The 177-centimetre Greater Western Victoria Rebels graduate said he was adapting to the rigours of AFL football and living away from his tight-knit family, including foster mum Sue Lovett.
“Moving away was a big one, from my family, but you’ve got to do it,” he said.
“They get down there sometimes – on the family day they got there – but I come up most mostly because Mum’s got all the kids.”
Jones spent five days learning from some of the AFL’s best at an indigenous all-stars camp in Broome earlier this month.
His former Rebels teammate-turned-Brisbane draftee Cedric Cox, who shot onto the AFL radar after joining Camperdown 12 months ago, also took part in the program.
“I got to meet everyone, like Shaun Burgoyne, Cyril (Rioli), Lindsay Thomas,” Jones said.
“It was really good bonding. We all just connect in a way – that’s just what we do – and we got to learn about their culture up there.
“It was hot though.
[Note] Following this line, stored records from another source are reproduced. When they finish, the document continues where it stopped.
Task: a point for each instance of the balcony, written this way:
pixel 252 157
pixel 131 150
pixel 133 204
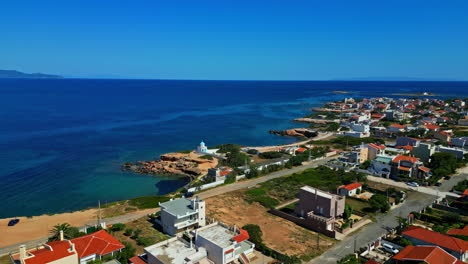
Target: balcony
pixel 185 223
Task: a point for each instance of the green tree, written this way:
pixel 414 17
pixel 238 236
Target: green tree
pixel 443 163
pixel 126 253
pixel 347 212
pixel 117 227
pixel 69 232
pixel 379 202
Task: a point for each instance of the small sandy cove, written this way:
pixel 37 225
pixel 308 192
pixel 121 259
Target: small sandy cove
pixel 39 226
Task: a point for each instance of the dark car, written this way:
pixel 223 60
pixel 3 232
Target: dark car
pixel 13 222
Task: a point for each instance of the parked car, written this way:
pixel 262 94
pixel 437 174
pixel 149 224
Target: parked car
pixel 412 184
pixel 390 248
pixel 13 222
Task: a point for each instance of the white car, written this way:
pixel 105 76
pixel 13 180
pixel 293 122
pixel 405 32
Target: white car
pixel 412 184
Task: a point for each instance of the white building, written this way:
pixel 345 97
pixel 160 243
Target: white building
pixel 182 214
pixel 202 148
pixel 213 243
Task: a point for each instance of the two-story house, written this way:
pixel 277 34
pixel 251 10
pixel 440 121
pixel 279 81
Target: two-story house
pixel 182 214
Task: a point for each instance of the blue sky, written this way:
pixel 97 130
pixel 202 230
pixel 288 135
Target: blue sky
pixel 265 40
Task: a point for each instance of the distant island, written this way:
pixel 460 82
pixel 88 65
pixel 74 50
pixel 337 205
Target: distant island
pixel 12 74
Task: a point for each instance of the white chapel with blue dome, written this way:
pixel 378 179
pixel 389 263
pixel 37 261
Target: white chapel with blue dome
pixel 202 148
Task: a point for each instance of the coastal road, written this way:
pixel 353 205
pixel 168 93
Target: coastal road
pixel 250 183
pixel 414 202
pixel 417 199
pixel 205 194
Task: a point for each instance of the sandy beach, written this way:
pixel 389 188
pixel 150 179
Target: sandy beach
pixel 39 226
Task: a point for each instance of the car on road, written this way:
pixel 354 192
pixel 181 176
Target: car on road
pixel 13 222
pixel 389 248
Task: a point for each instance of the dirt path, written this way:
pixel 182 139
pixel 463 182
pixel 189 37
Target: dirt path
pixel 36 229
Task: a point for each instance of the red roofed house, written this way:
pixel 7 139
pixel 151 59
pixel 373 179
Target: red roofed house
pixel 405 165
pixel 424 254
pixel 56 252
pixel 433 128
pixel 350 189
pixel 96 245
pixel 396 128
pixel 78 250
pixel 374 150
pixel 424 237
pixel 459 232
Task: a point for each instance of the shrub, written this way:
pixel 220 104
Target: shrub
pixel 128 232
pixel 208 157
pixel 118 227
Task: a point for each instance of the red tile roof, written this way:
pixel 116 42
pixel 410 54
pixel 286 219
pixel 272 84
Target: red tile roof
pixel 405 158
pixel 408 147
pixel 376 146
pixel 432 127
pixel 404 168
pixel 99 242
pixel 351 186
pixel 465 193
pixel 424 169
pixel 137 260
pixel 244 235
pixel 427 254
pixel 438 239
pixel 461 232
pixel 60 249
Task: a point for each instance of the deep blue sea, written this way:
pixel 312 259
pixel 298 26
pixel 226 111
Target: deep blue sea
pixel 62 141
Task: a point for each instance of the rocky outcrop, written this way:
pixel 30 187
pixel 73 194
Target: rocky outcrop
pixel 296 132
pixel 169 165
It was like 40 and you just lose five kilograms sitting there.”
Jones spoke to Clontarf Academy indigenous students at Warrnambool College on Monday, happy to pass on his experiences to footballers hoping to follow in his footsteps.
Fellow Hampden draftee Dion Johnstone, a North Warrnambool Eagle now plying his trade at Melbourne, spent time in the program when he attended Brauer College.
“It’s really good to come down and talk to them and tell them my background and what I’ve been through and that they still can make it,” Jones said.